Es sábado. Raquel y yo nos vestimos más o menos elegantes para ir a comer a un restaurante de Toledo. Ella me invitará para celebrar en privado mi jubilación. Me venda los ojos y, guiado por ella como lazarillo amable y servicial, bajamos del coche y recorremos los pasillos del restaurante hasta llegar al comedor. Al abrir los ojos se dibuja ante mí una estampa de ensueño: una pequeña sala, con una gran mesa montada para la comida preside el centro; alrededor, composiciones decorativas alusivas a la vida de la escuela (una pizarra, libros, una esfera terrestre, escuadras y cartabones…). Y entre la emoción de la sorpresa y la tenue luz que invade todo, veo a toda mi familia cercana esperándome para disfrutar juntos de esta festiva comida.

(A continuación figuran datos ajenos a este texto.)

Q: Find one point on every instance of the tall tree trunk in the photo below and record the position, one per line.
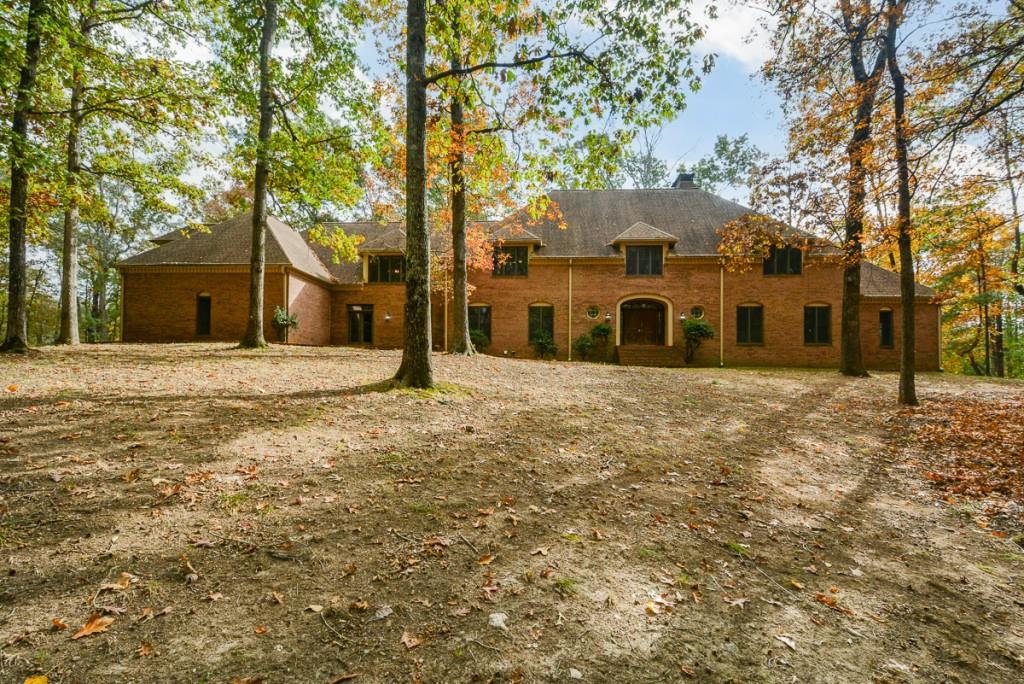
(866, 84)
(907, 390)
(416, 370)
(254, 330)
(17, 319)
(462, 343)
(998, 346)
(1017, 255)
(69, 259)
(983, 311)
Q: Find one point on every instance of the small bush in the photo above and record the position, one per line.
(544, 346)
(284, 322)
(695, 332)
(601, 332)
(479, 340)
(583, 346)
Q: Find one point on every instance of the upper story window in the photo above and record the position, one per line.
(817, 324)
(386, 268)
(510, 260)
(886, 329)
(644, 259)
(784, 261)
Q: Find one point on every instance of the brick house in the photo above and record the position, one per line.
(642, 261)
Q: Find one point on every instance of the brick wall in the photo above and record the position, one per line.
(161, 306)
(387, 299)
(926, 343)
(687, 285)
(310, 301)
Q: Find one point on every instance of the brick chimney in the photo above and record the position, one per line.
(684, 181)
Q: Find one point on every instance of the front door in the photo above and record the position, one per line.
(643, 322)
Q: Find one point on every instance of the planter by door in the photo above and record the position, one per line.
(643, 322)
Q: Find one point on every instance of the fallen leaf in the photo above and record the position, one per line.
(787, 640)
(123, 583)
(95, 625)
(411, 641)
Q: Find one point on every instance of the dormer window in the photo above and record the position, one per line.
(644, 259)
(386, 268)
(784, 261)
(511, 260)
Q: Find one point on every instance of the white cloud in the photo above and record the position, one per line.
(739, 32)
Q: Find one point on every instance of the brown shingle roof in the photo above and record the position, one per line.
(229, 243)
(594, 219)
(643, 232)
(879, 282)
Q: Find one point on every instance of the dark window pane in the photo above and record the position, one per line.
(511, 261)
(387, 268)
(750, 325)
(643, 260)
(783, 261)
(360, 324)
(886, 329)
(203, 310)
(479, 318)
(817, 325)
(542, 322)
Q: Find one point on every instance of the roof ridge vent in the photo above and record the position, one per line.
(684, 181)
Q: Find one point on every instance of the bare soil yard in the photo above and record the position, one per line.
(213, 515)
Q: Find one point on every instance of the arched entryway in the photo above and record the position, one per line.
(644, 321)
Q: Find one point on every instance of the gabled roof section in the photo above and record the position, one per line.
(588, 223)
(879, 282)
(229, 243)
(643, 232)
(514, 234)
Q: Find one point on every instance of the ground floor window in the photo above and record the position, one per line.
(479, 318)
(542, 322)
(360, 324)
(750, 324)
(203, 314)
(817, 324)
(886, 329)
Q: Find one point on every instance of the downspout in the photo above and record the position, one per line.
(721, 314)
(568, 344)
(121, 323)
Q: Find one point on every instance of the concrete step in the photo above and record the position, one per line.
(655, 355)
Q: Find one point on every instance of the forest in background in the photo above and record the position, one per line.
(130, 135)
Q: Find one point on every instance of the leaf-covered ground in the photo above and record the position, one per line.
(194, 513)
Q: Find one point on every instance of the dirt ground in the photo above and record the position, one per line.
(213, 515)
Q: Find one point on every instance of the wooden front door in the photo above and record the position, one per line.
(643, 322)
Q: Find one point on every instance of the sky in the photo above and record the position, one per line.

Otra vez felicitaciones, palabras de agradecimiento, abrazos, comentarios anecdóticos, intercambio de regalos, … ¡fusión de corazones!
 
Hoy, con la serenidad que da el paso del tiempo, revivo esos días no tanto como reconocimiento hacia mi persona y mi trabajo en la escuela, sino como un gran regalo de cariño de cada uno de los que allí estuvieron… Fue como si se compusiera de pronto un enorme puzle del que a lo largo de los años se hubieran ido diseñando las piezas, con arte y esfuerzo, con dedicación, con confianza en que un día encajarían en un marco proyectado previamente y mostrarían un bello paisaje dibujado. Y la visión del puzle terminado trajo la satisfacción de un trabajo hecho y un deber cumplido. Y junto a mi puzle, otros tantos y tantos puzles, maravillosos y especiales, de tantos y tantos docentes que a lo largo del espacio y del tiempo, se han ido componiendo para contribuir entre todos a la construcción de un mundo mejor basado en la educación ética de las personas. Rememoro muchos momentos vividos y veo los logros de los que como maestro he disfrutado. Pero también veo los errores cometidos como borrones indeseables en los escritos del cuaderno de docencia diario. Y a pesar de estos errores, los escritos se leen, su sentido se entiende, sus frases son coherentes, sus párrafos transmiten significado, sus letras presumen de cierta elegancia y quien lo contempla no puede evitar decir que lo he escrito por vocación, desde el convencimiento, con pasión y esfuerzo casi diario, teñido de ilusión, con actitud ética, apoyado en una sólida base de valores, regado cada día con el calor del corazón, poniendo en el punto de mira a los alumnos que se me han encomendado, a los profesionales con los que me he relacionado y a la energía renovadora y vivificante que la palabra “educación” lleva en ella impresa.
 
Gracias a todos por los buenos momentos de aquellos días.